1. Field of the Invention
The present invention relates to a printing apparatus for printing according to data sent from a host device and to a printing system.
2. Description of the Related Art
When a problem occurs in a printer connected to a host device, the printer conventionally run an error recovery process such as outlined below and taught in JP-11-268384.
(1) When the problem occurs, the printer sends a status report to the host and then goes off-line. The status report identifies the cause of the printer going off-line, such as there being no paper or the cover being opened, or the cause of the error, such as a paper jam.
(2) When the host device receives the error status report from the printer, it interrupts data transmission from the application program to the printer, and destroys any unsent data (the data stored in a data buffer managed by the application).
(3) When the printer confirms that the error has been resolved, it sends an error recovery status report to the host device, destroys any unprinted data in the receive buffer and print buffer, and goes back on-line.
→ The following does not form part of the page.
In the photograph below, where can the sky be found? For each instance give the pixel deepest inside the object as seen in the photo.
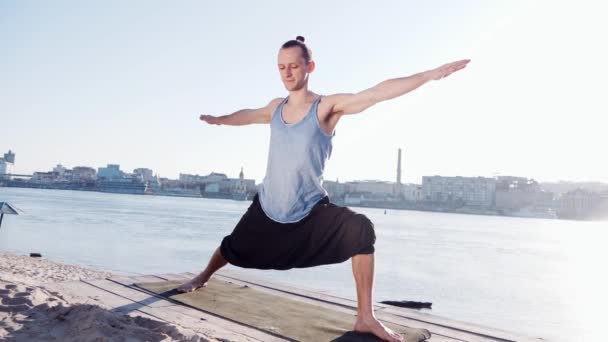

(4) When the host device receives the error recovery status report from the printer, it resumes data transmission from the application starting from the beginning of the data that was being sent when the error occurred.
A problem with this error recovery process is that if the printer error is corrected before data transmission by the application stops, that is, if step (3) above is processed before step (2) is completed, data that was being sent and data that was output before data transmission could be interrupted in step (2) is left in the printer.
This is described more specifically with reference to FIG. 14A. Data sent from the host 510 is sent from the application data buffer 511 managed by the application program through the OS transmission buffer 512 managed by the operating system (OS) to the receive buffer 521 of the printer 520 through an interface not shown. If data remains in the OS transmission buffer 512 or the application data buffer 511 when an error occurs on the printer side, the printer prints unwanted (unnecessary) data after the printer 520 problem is corrected because the data stored in buffer 511 or 512 cannot be erased or the interrupt process halting data transmission is not executed in time. This wastes paper or other printing medium and ink, and thus wastes resources.
In a POS system (point-of-sale data management system) used in convenience stores and other retail businesses, data is sent from the host 510 (cash register terminal) through a POS server 530 to the printer 520 (receipt printer) as shown in FIG. 14B, and data accumulated in the data buffer 531 of the POS server 530 can also produce wasted printouts. How to efficiently delete data accumulated in these four buffers 511, 512, 521, and 531 shown in FIG. 14 is therefore a significant problem.
A function for sending a clear buffer request to the OS transmission buffer 512 and data buffer 531 of the POS server 530 to delete buffered data could be provided to solve this problem, but implementing this function is complicated. Applying a hardware reset to the POS server 530 is also possible, but when multiple POS terminals are connected to the POS server 530, for example, resetting the server interrupts processing by all POS terminals, and this method is therefore not practical.